Alberto Fernandez, with Cristina Fernandez de Kirchner as his running mate, likely to unseat Mauricio Macri, polls show.

About 34 million Argentines will head to the polls on Sunday in an election widely expected to cement the end of President Mauricio Macri's term.

Most opinion surveys predict Alberto Fernandez, the centre-left leader of the Frente de Todos (Front for All) opposition ticket, will soundly beat Macri, who leads a coalition known as Juntos por el Cambio (Together for Change).

Fernandez's running mate is former President Cristina Fernandez de Kirchner, a divisive and powerful political figure in the country. The pair won the presidential primaries in August by a surprising 16-point margin.

Argentines are angry over the country's struggling economy and the austerity measures put in place under Macri.

"You come to La Matanza, and you say Macri, and you're uttering a bad word," said 32-year-old Jose Galeano, a bus driver who navigates the modest neighbourhoods of La Matanza, a county in the densely-populated and poverty-stricken "conurbano" region of Buenos Aires.

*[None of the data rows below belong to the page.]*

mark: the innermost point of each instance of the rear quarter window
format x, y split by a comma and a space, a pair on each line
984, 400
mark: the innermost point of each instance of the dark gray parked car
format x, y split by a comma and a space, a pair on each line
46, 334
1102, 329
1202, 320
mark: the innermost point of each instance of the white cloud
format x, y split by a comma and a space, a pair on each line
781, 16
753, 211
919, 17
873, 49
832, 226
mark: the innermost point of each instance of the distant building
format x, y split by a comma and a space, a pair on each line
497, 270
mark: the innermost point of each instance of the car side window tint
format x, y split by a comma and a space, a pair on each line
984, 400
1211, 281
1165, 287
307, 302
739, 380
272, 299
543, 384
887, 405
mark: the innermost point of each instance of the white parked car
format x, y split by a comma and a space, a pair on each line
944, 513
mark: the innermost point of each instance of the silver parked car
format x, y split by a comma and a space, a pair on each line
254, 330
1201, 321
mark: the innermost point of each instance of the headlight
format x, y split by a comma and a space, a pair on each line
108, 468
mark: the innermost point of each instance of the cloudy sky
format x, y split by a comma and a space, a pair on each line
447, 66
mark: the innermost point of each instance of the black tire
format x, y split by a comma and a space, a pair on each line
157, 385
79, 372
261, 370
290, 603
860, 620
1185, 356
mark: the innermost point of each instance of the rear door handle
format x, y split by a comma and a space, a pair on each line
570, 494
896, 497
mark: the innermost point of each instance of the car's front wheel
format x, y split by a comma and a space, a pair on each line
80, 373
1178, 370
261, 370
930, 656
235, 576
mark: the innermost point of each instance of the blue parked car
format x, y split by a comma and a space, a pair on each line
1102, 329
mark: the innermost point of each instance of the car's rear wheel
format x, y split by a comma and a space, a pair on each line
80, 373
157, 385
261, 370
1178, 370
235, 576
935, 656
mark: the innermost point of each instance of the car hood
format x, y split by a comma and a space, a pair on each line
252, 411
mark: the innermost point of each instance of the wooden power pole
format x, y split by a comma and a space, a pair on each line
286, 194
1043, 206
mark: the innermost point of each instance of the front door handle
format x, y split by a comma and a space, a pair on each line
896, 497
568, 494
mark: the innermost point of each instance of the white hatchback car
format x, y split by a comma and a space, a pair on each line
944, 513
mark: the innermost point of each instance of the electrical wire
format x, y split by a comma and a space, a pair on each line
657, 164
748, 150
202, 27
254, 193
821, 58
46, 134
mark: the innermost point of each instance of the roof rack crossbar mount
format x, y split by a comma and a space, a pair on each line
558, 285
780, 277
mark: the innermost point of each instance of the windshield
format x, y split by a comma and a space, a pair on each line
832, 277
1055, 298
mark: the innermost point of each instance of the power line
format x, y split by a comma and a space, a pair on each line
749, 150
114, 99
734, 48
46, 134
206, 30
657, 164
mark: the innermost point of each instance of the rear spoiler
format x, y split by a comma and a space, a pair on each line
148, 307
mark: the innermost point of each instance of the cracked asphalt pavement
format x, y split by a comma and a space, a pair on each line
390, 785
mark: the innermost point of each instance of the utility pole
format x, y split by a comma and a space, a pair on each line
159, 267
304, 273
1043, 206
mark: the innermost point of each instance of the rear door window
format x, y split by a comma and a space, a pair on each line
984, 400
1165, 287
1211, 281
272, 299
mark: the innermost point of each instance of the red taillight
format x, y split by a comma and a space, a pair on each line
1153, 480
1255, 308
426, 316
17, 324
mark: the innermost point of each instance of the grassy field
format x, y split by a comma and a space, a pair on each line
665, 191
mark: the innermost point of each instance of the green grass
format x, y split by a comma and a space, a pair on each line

Macri rose to power in 2015 on a promise to kick start the economy, but his free-market policies have not delivered and austerity cuts have made life harder for many Argentines. More than one-third of the country lives below the poverty line, unemployment is at 10.6 percent, and the rate of inflation is expected to hit 55 percent this year.

President Mauricio Macri, the son of a real estate tycoon and former head of Boca Juniors football club, leads the centre-right Republican Proposal party (PRO by its Spanish initials), which is part of an electoral coalition called Commitment to Change.

Macri says the solution to the country’s current economic crisis is not a return to protectionism, but more jobs. He wants to create a million and a half of them in the private sector by stimulating tourism, agriculture and the creative industries, as well as cutting taxes for younger workers and regulating more of the informal sector — which accounts for roughly a third of jobs in Argentina. Macri has also pledged to crack down on the sale of drugs, touting his record so far in office, with an unprecedented 80,000 drug-related detentions nationwide.

Macri’s rival Alberto Fernández served as cabinet chief to his running mate’s husband, Néstor Kirchner (president from 2003 to 2007) and then in the early months of Cristina’s first term. Like the Kirchners, Fernández belongs to the Justicialist Party, the formal home of the ideologically complex Peronist movement. But he hails from the party’s moderate wing, while Kirchner is from the center-left. After leaving Kirchner’s administration, Fernández became a fierce critic of her more divisive political choices — which included extensive new taxes on the powerful agricultural sector (which in 2015 became one of Macri’s strongest support bases) and an attempt to increase political control over the judiciary.